As we neared the waiting room I commented on how little impact Laurence Ashmore’s murder seemed to have made.
“What do you mean?”
“No one’s talking about it.”
“Yes. You’re right — it’s terrible, isn’t it. How hardened we get. Caught up in our own stuff.”
A few steps later she said, “I didn’t really know him — Ashmore. He kept to himself — kind of antisocial. Never attended a staff meeting, never RSVP’d to party invitations.”
“With those kinds of social skills, how’d he get any referrals?”
“He didn’t want referrals — didn’t do any clinical work. Pure research.”
“Lab rat?”
“Beady eyes and all. But I heard he was smart — knew his toxicology. So when Cassie started coming in with those respiratory things, I asked him to go over Chad’s chart.”
“You tell him why?”
“You mean that I was suspicious? No. I wanted him to go in with an open mind. I just asked him to look for anything out of the ordinary. He was very reluctant. Almost resentful — as if I was imposing. A couple of days later I got a phone message saying he hadn’t found anything. As in, don’t bug me again!”
“How’d he pay his way?

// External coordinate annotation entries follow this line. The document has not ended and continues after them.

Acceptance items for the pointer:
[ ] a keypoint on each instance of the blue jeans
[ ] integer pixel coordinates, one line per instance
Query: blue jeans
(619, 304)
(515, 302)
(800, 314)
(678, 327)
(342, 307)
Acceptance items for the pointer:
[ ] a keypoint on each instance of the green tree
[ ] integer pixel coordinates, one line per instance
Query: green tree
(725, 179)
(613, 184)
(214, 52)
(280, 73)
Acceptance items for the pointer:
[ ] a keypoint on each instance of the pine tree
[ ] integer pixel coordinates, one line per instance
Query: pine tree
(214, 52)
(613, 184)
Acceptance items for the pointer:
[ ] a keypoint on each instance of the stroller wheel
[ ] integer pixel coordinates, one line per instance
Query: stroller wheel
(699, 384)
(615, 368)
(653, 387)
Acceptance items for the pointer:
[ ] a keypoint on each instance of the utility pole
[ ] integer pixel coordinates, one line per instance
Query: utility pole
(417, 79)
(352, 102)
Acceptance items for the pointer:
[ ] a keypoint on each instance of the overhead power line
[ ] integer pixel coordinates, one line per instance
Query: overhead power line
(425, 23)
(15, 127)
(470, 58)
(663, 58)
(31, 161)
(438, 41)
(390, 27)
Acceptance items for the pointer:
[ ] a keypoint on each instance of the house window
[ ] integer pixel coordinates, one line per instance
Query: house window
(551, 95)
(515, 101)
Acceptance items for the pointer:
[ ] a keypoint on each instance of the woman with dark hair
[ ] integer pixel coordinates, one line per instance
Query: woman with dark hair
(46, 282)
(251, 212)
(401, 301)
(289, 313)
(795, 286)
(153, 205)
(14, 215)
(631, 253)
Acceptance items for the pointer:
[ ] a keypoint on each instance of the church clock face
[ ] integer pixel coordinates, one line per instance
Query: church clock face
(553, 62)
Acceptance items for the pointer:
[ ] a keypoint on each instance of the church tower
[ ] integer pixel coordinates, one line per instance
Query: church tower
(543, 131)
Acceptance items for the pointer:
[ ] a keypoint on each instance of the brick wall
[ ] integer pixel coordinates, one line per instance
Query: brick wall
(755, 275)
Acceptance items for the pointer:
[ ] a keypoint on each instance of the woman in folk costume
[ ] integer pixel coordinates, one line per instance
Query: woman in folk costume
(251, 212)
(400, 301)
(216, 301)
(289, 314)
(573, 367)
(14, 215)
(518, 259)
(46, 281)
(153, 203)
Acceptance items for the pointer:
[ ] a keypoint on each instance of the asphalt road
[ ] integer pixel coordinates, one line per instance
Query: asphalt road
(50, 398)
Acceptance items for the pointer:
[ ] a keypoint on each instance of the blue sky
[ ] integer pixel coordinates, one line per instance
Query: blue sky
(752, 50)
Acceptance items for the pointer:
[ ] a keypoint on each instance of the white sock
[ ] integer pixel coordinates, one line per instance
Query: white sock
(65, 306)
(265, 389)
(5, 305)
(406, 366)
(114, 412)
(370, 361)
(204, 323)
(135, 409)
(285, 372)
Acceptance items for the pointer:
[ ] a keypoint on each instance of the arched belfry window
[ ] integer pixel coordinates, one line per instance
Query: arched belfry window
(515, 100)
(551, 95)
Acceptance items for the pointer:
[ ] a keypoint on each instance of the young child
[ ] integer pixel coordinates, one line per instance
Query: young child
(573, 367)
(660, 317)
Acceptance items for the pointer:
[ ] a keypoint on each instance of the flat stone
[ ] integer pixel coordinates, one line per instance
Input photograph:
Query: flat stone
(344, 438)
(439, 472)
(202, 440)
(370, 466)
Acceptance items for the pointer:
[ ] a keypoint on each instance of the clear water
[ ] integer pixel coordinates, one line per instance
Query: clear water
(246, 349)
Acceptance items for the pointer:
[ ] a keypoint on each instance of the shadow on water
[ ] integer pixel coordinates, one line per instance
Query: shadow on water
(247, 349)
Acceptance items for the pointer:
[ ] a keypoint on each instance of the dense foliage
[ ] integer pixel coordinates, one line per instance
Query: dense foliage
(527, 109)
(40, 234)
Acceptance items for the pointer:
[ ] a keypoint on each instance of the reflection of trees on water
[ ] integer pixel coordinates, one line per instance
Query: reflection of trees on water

Grants?”
“I assume.”
“I thought the hospital was discouraging them — didn’t want to pay overhead.”
“I don’t know,” she said. “Maybe he brought in his own overhead.”
She frowned. “No matter what his social skills, what happened to him is horrible. There was a time, no matter how ugly things got out on the street, if you wore a white coat, or a steth around your neck, you were safe. Now that’s all broken down. Sometimes it feels as if everything’s breaking down.”